Among the SLRPs, fibromodulin functions as a potent endogenous antagonist of TGFβ by direct binding [7]. Fibromodulin also binds collagens to orient collagen fibrils and is crucial in collagen assembly [3, 24]. In rat anterior pituitary gland, we previously found that the presence of collagen induces fibromodulin mRNA and protein expressions [25]. Taken together, these findings may suggest that fibromodulin, TGFβ2, and collagen regulation are inter­connected in anterior pituitary gland. In this study, we investigated whether TGFβ signaling is associated with fibromodulin expression in folliculostellate cells and pericytes by using in situ hybridization for TGFβ receptor, immunocytochemistry for intracellular signal transduction in a monolayer culture of anterior pituitary cells, and a three-dimensional (3D) cell culture method that was successfully developed for our recent study [27].
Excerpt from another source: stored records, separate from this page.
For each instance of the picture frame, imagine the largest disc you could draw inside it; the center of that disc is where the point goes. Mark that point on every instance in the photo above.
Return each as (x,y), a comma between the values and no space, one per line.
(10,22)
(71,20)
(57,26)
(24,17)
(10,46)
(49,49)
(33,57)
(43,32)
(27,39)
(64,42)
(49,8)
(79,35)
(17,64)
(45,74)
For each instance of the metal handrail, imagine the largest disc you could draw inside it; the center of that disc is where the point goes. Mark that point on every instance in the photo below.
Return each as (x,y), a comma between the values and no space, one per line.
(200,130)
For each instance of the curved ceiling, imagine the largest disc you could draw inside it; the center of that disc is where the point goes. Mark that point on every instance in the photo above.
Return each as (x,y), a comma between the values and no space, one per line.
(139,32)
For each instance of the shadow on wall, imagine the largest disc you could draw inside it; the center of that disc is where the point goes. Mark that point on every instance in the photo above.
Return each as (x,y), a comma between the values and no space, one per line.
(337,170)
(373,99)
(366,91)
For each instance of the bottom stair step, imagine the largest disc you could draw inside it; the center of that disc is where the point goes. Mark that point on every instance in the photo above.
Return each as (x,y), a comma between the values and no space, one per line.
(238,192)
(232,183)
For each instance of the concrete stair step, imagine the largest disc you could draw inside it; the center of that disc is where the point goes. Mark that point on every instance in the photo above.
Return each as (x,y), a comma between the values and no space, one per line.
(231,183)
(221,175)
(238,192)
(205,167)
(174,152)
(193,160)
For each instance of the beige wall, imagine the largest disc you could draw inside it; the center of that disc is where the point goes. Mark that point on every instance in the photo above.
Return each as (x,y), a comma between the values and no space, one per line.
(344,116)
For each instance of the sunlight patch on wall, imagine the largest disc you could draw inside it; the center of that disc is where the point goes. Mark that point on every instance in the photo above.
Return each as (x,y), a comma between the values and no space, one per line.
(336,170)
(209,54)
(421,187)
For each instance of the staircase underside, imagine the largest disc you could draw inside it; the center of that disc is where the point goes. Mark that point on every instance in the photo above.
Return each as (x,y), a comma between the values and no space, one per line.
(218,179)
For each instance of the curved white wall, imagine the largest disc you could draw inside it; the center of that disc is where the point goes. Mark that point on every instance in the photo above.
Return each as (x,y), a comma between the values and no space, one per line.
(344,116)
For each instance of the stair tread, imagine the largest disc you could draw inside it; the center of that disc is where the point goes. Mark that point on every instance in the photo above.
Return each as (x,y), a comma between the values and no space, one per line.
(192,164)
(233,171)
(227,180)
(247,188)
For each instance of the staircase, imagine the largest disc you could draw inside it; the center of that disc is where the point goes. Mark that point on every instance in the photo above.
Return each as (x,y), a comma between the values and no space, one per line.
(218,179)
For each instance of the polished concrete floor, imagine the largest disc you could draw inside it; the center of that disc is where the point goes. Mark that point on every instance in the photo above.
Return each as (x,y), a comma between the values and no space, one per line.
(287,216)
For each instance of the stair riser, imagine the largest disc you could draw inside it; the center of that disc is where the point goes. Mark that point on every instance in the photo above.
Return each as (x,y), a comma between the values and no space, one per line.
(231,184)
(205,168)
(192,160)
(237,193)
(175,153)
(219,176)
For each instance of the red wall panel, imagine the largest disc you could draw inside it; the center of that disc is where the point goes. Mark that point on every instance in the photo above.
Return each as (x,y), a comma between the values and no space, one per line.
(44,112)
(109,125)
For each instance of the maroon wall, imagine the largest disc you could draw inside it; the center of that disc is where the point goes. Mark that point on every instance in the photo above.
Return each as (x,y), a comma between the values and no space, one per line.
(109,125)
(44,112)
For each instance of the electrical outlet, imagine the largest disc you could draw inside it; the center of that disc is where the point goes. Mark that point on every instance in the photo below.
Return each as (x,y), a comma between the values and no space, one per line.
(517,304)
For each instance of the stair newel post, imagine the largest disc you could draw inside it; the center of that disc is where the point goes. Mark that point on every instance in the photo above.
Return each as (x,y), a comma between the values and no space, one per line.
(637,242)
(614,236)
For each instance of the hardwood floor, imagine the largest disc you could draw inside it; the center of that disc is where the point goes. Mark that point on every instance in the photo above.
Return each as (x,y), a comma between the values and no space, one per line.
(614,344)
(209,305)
II.  Materials and Methods

Animals

Wistar rats were purchased from Japan SLC (Shizuoka, Japan). S100β-green fluorescent protein (S100β-GFP) transgenic rats [12], which express GFP under control of the promoter of the S100β protein (a marker of folliculo­stellate cells) gene, were supplied by the National BioResource Project for the Rat in Japan, Kyoto Univer­sity (Kyoto, Japan) and bred in our laboratory. Eight- to 10-week-old male rats weighing about 250 g were used. The animals were given ad libitum access to food and water and housed under conditions of 12 hr light and 12 hr darkness. All animal experiments were performed after receiving approval from the Institutional Animal Experiment Committee of Jichi Medical University and were conducted in accordance with the Institutional Regulations for Animal Experiments and Fundamental Guidelines for Proper Conduct of Animal Experiment and Related Activities in Academic Research Institutions, under the jurisdiction of the Japanese Ministry of Education, Culture, Sports, Science and Technology.

In situ hybridization

Under deep pentobarbital anesthesia, Wistar rats were sacrificed by exsanguination from the right atrium and then perfused with 4% paraformaldehyde (PFA) in 50 mM phosphate buffer (PB, pH 7.4). Pituitary glands were excised and fixed in the same fixative at 4°C overnight, after which the samples were immersed in PB (pH 7.2) containing 30% sucrose at 4°C for 2 days and embedded in Tissue-Tek OCT compound (Sakura Finetechnical, Tokyo, Japan). Frozen sections (8 μm) were obtained using a cryostat (CM3000; Leica Microsystem, Wetzlar, Germany) and mounted on glass slides. In situ hybridization was performed with digoxigenin (DIG)-labeled cRNA probes, as described by Fujiwara et al. [4]. The DNA fragments of rat TGFβ receptor II (Tgfbr2; NM_031132) were amplified from rat pituitary cDNA by PCR with gene-specific primers (Table 1). Amplified DNA fragments were ligated into the pGEM-T vector (Promega, Fitchburg, WI, USA) and cloned. A Roche DIG RNA labeling kit (Roche Diagnostics, Penzberg, Germany) was used to generate gene-specific antisense or sense DIG-labeled cRNA probes. The hybridization was performed at 55°C overnight, and alkaline phosphatase-conjugated anti-DIG antibody (Roche Diagnostics) using 4-nitroblue tetrazolium chloride (NBT) and 5-bromo-4-chloro-3-indolyl phosphate (BCIP, Roche Diagnostics) was used for the detection of mRNA. In a control experiment, no specific signal was detected in sections processed with the DIG-labeled sense RNA probes.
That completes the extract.